1- Prediction file that includes each prediction for each 5-mer. The first 10 columns are from vcf file and the last eight columns indicate:

  • chrom: the chromosome name
  • pos_start: 0-based position of the 5-mer start
  • pos_end: 0-based position of the 5-mer end
  • pos: 0-based position of the SNV
  • window sequence from ref: sequence of window from reference
  • 5-mer sequence for window: 5-mer sequence for the reference window sequence
  • Coverage: this might be different from Clair's coverage as SNVoter uses different mapping quality threshold
  • Prediction

2- The second file is the ready vcf file with weighted qualities in the 6th column. You can plot the distribution of weighted quality to obtain optimal threshold for filtering. The plot usually looks like the following plots:

Quality distribution of 10x coverage data

Quality distribution of 18x coverage data

Quality distribution of 22x coverage data

The optimal threshold is the end of the first peak and start of the valley (highlighted regions).

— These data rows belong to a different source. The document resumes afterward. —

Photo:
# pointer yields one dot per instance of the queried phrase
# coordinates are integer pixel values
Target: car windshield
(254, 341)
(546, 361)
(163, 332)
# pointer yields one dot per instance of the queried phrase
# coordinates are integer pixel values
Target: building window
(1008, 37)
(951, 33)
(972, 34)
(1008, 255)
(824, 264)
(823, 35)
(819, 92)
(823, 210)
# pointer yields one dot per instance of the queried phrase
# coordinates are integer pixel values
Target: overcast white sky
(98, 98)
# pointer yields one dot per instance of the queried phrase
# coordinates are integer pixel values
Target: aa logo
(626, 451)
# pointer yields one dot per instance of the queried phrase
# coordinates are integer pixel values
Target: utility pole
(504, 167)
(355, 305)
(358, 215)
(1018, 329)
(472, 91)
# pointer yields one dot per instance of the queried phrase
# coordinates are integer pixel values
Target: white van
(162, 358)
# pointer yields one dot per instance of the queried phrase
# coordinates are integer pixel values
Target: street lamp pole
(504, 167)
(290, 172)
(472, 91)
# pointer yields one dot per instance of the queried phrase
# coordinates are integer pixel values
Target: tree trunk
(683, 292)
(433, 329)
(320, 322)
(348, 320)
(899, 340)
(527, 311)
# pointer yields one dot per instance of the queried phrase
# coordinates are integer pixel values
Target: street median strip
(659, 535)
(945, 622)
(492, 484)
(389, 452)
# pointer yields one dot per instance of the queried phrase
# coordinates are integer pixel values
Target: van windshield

By default SNVoter will use the model file trained by us using NA12878 20 flow cells and you do not need to specify path to the model if you want to use our model.

Train a New Model:

In order to train a new model you need to have two vcf files. One for true SNVs and the other for false positive SNV calls. Having these data allows you to then extract the features using snvoter extraction module. Subsequently, you can train a new model on extracted features using the snvoter train module.

Extracting Features:

snvoter extraction -i True_SNVs.vcf -b alignment.bam -r reference.fa -ms 1 -t 24 > Extracted_Features.csv
snvoter extraction -i False_SNVs.vcf -b alignment.bam -r reference.fa -ms 0 -t 24 >> Extracted_Features.csv

After extracting the features you need to shuffle the file.

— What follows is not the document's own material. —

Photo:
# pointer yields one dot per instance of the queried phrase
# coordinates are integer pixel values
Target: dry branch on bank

cat Extracted_Features.csv | shuf | shuf | shuf > Shuffled_Extracted_Features.csv

Subsequently, seperate the shuffled file into training and test set as you wish. We recommend using at least 10% of suffled file as test set and the rest as training set

Training the Model

snvoter train -tr training_set.csv -te test_set.csv -o ./Trained_model --plot

Training will produce a .h5 file and a .h5.pkl file. If --plot option selected it will also output accuracy, precision, recall, loss, and ROC plots. In order to use this model via the snvoter prediction module, the .h5 and .h5.pkl files must be in the same directory and just give the path to the .h5 file using the --model_file flag.

Example

We have included an example data in the Example_data folder which you can use for a quick prediction.